The B.C. legislature adjourned Thursday after passing a balanced budget and debating, amending and adopting at least two dozen laws, including liquor, worker and education legislation.
"If I wanted to look back on the last few months (Petronas) would be the biggest thing we've accomplished, along with the work we've done on Site C," Clark told reporters in Victoria.
"That is a massive public investment in infrastructure that is going to create thousands of jobs for people and long-term, low-cost, reliable clean power for generations of the province," she said. "Those are big accomplishments that I think people will look back at over the decades ... and say those things really mattered."
But Opposition New Democrat Leader John Horgan cautioned that both projects could be in for rough rides from the NDP.
The NDP has supported government LNG income tax legislation, but a deal with Petronas is far from complete, he said. Horgan said the NDP has concerns Site C is being pushed forward at a time when B.C. doesn't need the project.
"I don't believe that rate payers who are already looking down the barrel of a 28-per-cent rate increase can afford to sustain hundreds of millions of dollars in losses on a power project that's coming before its time," he said.
The government approved Site C late last year and construction is slated to start this summer, despite impending court challenges.
Site C will flood more than 5,500 hectares of land along the Peace River, create an 83-kilometre-long reservoir and provide enough power to light up 400,000 homes.
Last week, Clark and Malaysian energy giant Petronas signed an agreement that could lead to the construction of a multibillion LNG plant at Lelu Island near Prince Rupert.

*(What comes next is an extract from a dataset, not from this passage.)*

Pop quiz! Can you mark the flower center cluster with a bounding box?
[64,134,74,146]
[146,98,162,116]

The premier said once Petronas-controlled Pacific NorthWest LNG secures project approval from its backers, she will recall the legislature to adopt legislation for the project, which would be the largest capital investment in B.C.'s history.
Government sources suggest the legislature could be recalled as early as this summer to deal with Petronas, which has yet to make a final investment decision on the proposed LNG plant.
There are at least 18 separate LNG project proposals in B.C. Clark has often said exporting LNG from B.C. to Asian markets represents a trillion-dollar economic opportunity that could create 100,000 jobs.
Horgan said the government recently amended legislation that ties B.C. into a fixed royalty-rate structure that favours Petronas.
"We did what we could for Petronas, we didn't do what we should for British Columbians," he said.
The New Democrats managed to rattle the Liberals in recent months, including over questions about a Crown land sale in Metro Vancouver to a Liberal party donor at a greatly reduced price.
The NDP also leaked an internal government report about dysfunction in the two-year-old Office of the Local Auditor General, eventually prompting the firing of the office's first local auditor.